Reflections of raindrops were like shadows boiling on my flight suit. I followed the ramp handlers’ neon batons, taxiing. What would one day be real? IFTs felt like being lost in a house with a floor plan similar to your own, returning and returning to not-quite-familiar corridors, not-quite-familiar rooms. A team of engineers surrounded the Grey Dove once she was through the hangar doors—they wore reflective vests marked NETWARCOM and tended to the B-L drive , housed in the ship’s engine room, astern.

A ladder rig to the cockpit. One of the engineers knocked on the canopy of glass.

“Welcome to Apollo Soucek,” he shouted. “Naval Air Station Oceana.”

I unlocked and lifted the canopy—an irrational panic at the prospect of breathing hypothetical air, holding my breath as I removed my breathing mask, savoring my last breath from the oxygen tank until I couldn’t hold out any longer and filled my lungs with the place. Unused to the pull of gravity as I tried to unbuckle and climb from the cockpit, gravity like hooks tugging downward. The NETWARCOM engineer draped my arm over his shoulder, assisted me from the flight chair, down the ladder rig. I’d lost weight in my three months aboard the Grey Dove , my prosthesis had lost its proper fit. The engineer eased me into a waiting wheelchair.

I felt like I’d only closed my eyes, but when lights swarmed back, I’d already been moved from the hangar and hooked up to an IV for hydration. A medical facility, a hospital room. A team of nurses, two men, transferred me from the wheelchair to a firm mattress, handling me like I weighed little more than a husk. Weary—my body felt like it was shutting down. A blush of modesty as they undressed me, removing my sweat-sodden flight suit, my underclothes. The last thing I remember before depths of sleep swallowed me was saying, “At least change the channel”—the flat television tuned to The X-Files , an episode I’d never seen.
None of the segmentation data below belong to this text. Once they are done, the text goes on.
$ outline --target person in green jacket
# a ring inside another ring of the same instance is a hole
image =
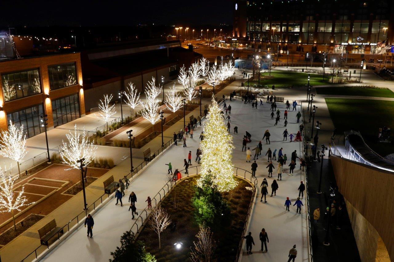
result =
[[[171,174],[172,175],[172,166],[171,165],[171,162],[165,164],[168,166],[168,173],[170,173],[170,171],[171,171]]]

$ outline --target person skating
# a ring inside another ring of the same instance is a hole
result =
[[[95,221],[93,220],[93,217],[90,215],[90,214],[87,214],[87,217],[85,219],[85,227],[87,226],[87,236],[89,236],[90,234],[90,238],[93,236],[93,226],[95,225]]]
[[[166,164],[166,166],[168,166],[168,173],[170,173],[170,172],[171,172],[171,174],[172,175],[172,165],[171,164],[171,162],[169,162],[168,164]]]
[[[183,160],[183,166],[185,167],[185,173],[189,173],[189,171],[188,171],[188,168],[189,168],[189,163],[188,163],[188,161],[186,161],[186,159]]]
[[[258,159],[259,155],[261,154],[260,153],[260,148],[258,145],[258,144],[257,146],[252,150],[255,151],[255,156],[253,157],[253,160],[254,160],[256,158]]]
[[[137,202],[137,195],[134,192],[130,193],[130,196],[128,197],[128,201],[132,203],[133,205],[136,204],[136,202]]]
[[[318,207],[313,211],[313,224],[316,227],[318,227],[318,222],[320,219],[320,208]]]
[[[273,165],[272,164],[272,161],[269,162],[268,165],[266,167],[266,168],[268,169],[268,177],[269,177],[269,174],[271,174],[271,177],[272,177],[272,170],[274,168]]]
[[[264,247],[265,247],[266,253],[268,251],[268,249],[267,249],[267,243],[269,243],[269,240],[268,239],[268,235],[267,234],[267,232],[266,232],[265,229],[263,228],[261,230],[261,232],[260,232],[260,241],[261,241],[261,251],[263,252],[264,252]]]
[[[278,180],[282,181],[282,173],[283,173],[283,165],[281,163],[278,165]]]
[[[261,199],[260,202],[263,201],[263,197],[264,197],[264,203],[267,203],[267,194],[268,193],[268,190],[267,189],[267,185],[265,184],[263,184],[263,187],[261,189]]]
[[[249,161],[250,163],[250,156],[252,155],[252,152],[250,151],[250,148],[248,148],[246,150],[246,162]]]
[[[252,164],[252,176],[256,177],[256,171],[257,170],[257,164],[256,162],[256,160]]]
[[[287,131],[287,129],[284,129],[284,131],[283,131],[283,141],[284,141],[286,139],[286,141],[287,141],[287,136],[289,135],[289,132]]]
[[[289,260],[287,260],[287,262],[290,262],[292,259],[293,260],[293,262],[294,262],[294,260],[296,257],[297,249],[296,249],[296,245],[294,245],[293,246],[293,248],[290,249],[290,251],[289,251]]]
[[[243,238],[246,240],[246,252],[249,255],[253,254],[252,253],[252,244],[255,245],[255,242],[253,241],[252,232],[249,232],[247,236],[244,236]]]
[[[276,196],[276,190],[278,190],[278,188],[279,188],[279,185],[278,185],[276,180],[274,179],[273,181],[272,181],[272,183],[271,184],[271,189],[272,190],[272,191],[271,192],[271,197],[272,197],[273,195]]]
[[[267,153],[266,153],[266,155],[268,155],[268,161],[269,162],[270,161],[272,161],[272,151],[271,151],[271,148],[268,148],[268,149],[267,150]]]
[[[299,184],[299,186],[298,187],[298,197],[299,196],[302,195],[301,198],[304,198],[304,191],[305,190],[305,185],[304,185],[304,182],[302,181],[301,181],[301,183]]]
[[[286,197],[286,201],[284,201],[284,206],[286,207],[286,210],[288,211],[290,211],[290,205],[291,204],[292,202],[288,197]]]
[[[297,201],[293,205],[293,206],[294,206],[297,205],[297,211],[296,211],[296,213],[298,213],[299,210],[299,214],[301,214],[301,206],[304,205],[302,202],[301,202],[301,200],[299,200],[299,197],[297,198]]]
[[[115,197],[116,197],[116,203],[115,204],[115,206],[118,204],[118,201],[120,201],[121,207],[123,207],[123,203],[122,203],[122,192],[117,189],[116,192],[115,192]]]
[[[152,199],[151,199],[151,197],[148,197],[148,198],[147,200],[145,200],[145,202],[148,202],[148,208],[152,208]]]
[[[138,212],[137,212],[137,208],[136,207],[136,205],[133,204],[132,202],[130,203],[130,207],[128,208],[128,210],[130,211],[130,209],[131,209],[131,215],[133,216],[132,219],[134,219],[134,213],[138,216]]]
Two weeks shy of six when my father left us. Mom moved her rocker into my room and sat with me until I fell asleep, each night saying the Sandman would come and sprinkle dreams in my eyes. When once I asked who the Sandman was, she told me he was a shadow who crept into rooms where children slept, bringing dreams to kind children, removing the eyes from children who were rotten. When I asked what the Sandman did with those eyes, she said he passed them on to children waiting to be born so they would have eyes to see. Every night when I closed my eyes, I heard Mom rocking in her chair and feared the Sandman would come for my eyes, and although I was used to falling asleep with the thought of the Sandman approaching, every night the fear was new.

Time travel evoked similar anxieties. I had traveled to IFTs seven times before but never grew used to the dread of existing in a future; I was a splinter of the real that had pierced the membrane of a dream. Everything that followed my induction into NCIS had felt dreamlike, following that first moment in the Cormorant when my recruitment class had experienced weightlessness. While we were at the Black Vale, our instructors taught us the riddles of Deep Time—how we couldn’t effectively travel to the past except for those rare occurrences called space-time knots and closed timelike curves, how we can travel to the future, but only possible futures. Only the Present is real, only the Present is terra firma. We were warned that no time passes in terra firma while we lived lives in IFTs—and yet IFTs weren’t real, not “objectively” so. We were told that we affected IFTs even as we observed them—that they would bend around our psyches in subtle ways, but as surely as intense gravity bends light. The effect was called lensing, the sensation bizarre, our instructor saying that IFTs could feel like dreams within dreams. One session our instructor had asked us, “What would happen if you met someone in the future and brought him home with you to live in terra firma? What would happen if that person already exists in the present?” Another man had entered the classroom, an exact duplicate of our instructor, a double, a doppelgänger. “You would have what we call an echo,” the double had said.